Ananke was sitting on a chair near the bed. Her part of the assignment complete, she should have left as soon as she’d notified Quinn.

“I had a little free time. Thought I’d watch you guys work. It’s been a while.” She smiled. “You don’t mind, do you?”

He moved over to the bed. The target was lying on his back, under the covers. Quinn scanned the rest of the space. Nothing seemed out of order.

When he looked back at Ananke, he said, “You’re in the way.”

With an ease few people could match, she rose out of her chair and slinked by them. A stray finger traced the muscles on Nate’s arm as she passed.

“You’ve been working out,” she said.

He grinned. “A little.”

“Nate,” Quinn snapped.

Looking the innocent, Quinn’s former apprentice said, “What?”

Though Ananke was a highly respected assassin, she could also be a distraction. She was as tall as Quinn, nearly six feet, with smooth dark brown skin and matching eyes that could be piercing or alluring or both at the same time. Her hair, black as the stocking cap it was currently tucked under, fell several inches below her shoulders when she wore it down. She was, Quinn knew, a lethal combination of danger and intelligence.

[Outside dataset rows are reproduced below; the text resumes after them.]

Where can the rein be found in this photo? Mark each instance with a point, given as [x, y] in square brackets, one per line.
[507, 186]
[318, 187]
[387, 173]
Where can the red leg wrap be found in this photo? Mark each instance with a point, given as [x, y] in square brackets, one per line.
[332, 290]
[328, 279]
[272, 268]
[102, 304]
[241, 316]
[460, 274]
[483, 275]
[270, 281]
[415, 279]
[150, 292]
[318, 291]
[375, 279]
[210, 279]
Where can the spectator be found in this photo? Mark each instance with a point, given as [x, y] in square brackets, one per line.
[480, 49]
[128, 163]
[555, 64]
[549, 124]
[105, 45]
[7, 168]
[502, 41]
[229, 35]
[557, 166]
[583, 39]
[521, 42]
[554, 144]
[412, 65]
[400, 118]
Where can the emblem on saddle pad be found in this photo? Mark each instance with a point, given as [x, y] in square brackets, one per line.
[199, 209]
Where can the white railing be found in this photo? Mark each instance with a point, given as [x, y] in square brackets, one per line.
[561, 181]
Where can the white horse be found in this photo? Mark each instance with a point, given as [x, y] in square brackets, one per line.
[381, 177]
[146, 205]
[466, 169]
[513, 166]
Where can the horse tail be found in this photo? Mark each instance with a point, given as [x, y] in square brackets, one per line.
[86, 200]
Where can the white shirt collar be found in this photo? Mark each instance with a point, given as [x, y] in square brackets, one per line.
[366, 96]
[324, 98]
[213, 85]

He had hoped she would leave, but instead she stopped in the doorway and leaned against the jamb. Doing his best to ignore her, he examined the bedcover to make sure she hadn’t left any stray hairs behind. When he was sure it was clean, he folded the comforter onto the unused half of the bed and then went through the same routine with the sheets.

Edmondson was dressed in a pair of maroon silk pajamas, his monogram stitched on the breast in yellow. If not for the fact that his chest wasn’t moving, he looked as if he were asleep. Quinn turned the body on its side, checking for any injuries that might have bloodied the bed, but, as promised, there was none.

“Ready,” he said to Nate.

His partner unfurled a pre-cut roll of plastic sheeting onto the floor between the bed and the wall, and then they laid the body on it. Quinn grabbed a set of clothes out of the closet to dress Edmondson in later, and tossed it on top of the body. They then wrapped everything up and secured the bundle with duct tape.

Quinn examined the empty bed and found a single dark hair. He plucked it up and held it in the air toward Ananke. “Sloppy.”

“Wrong color,” she said.

She was right. Now that he was holding it in the light, he could see it had an auburn hint to it.

“No one else was here tonight?” he asked her.

She shook her head. “Only me and Sammy.”

The hair might have been there for days. Quinn used a small piece of duct tape to secure it to the bundle, thinking he might as well get rid of it.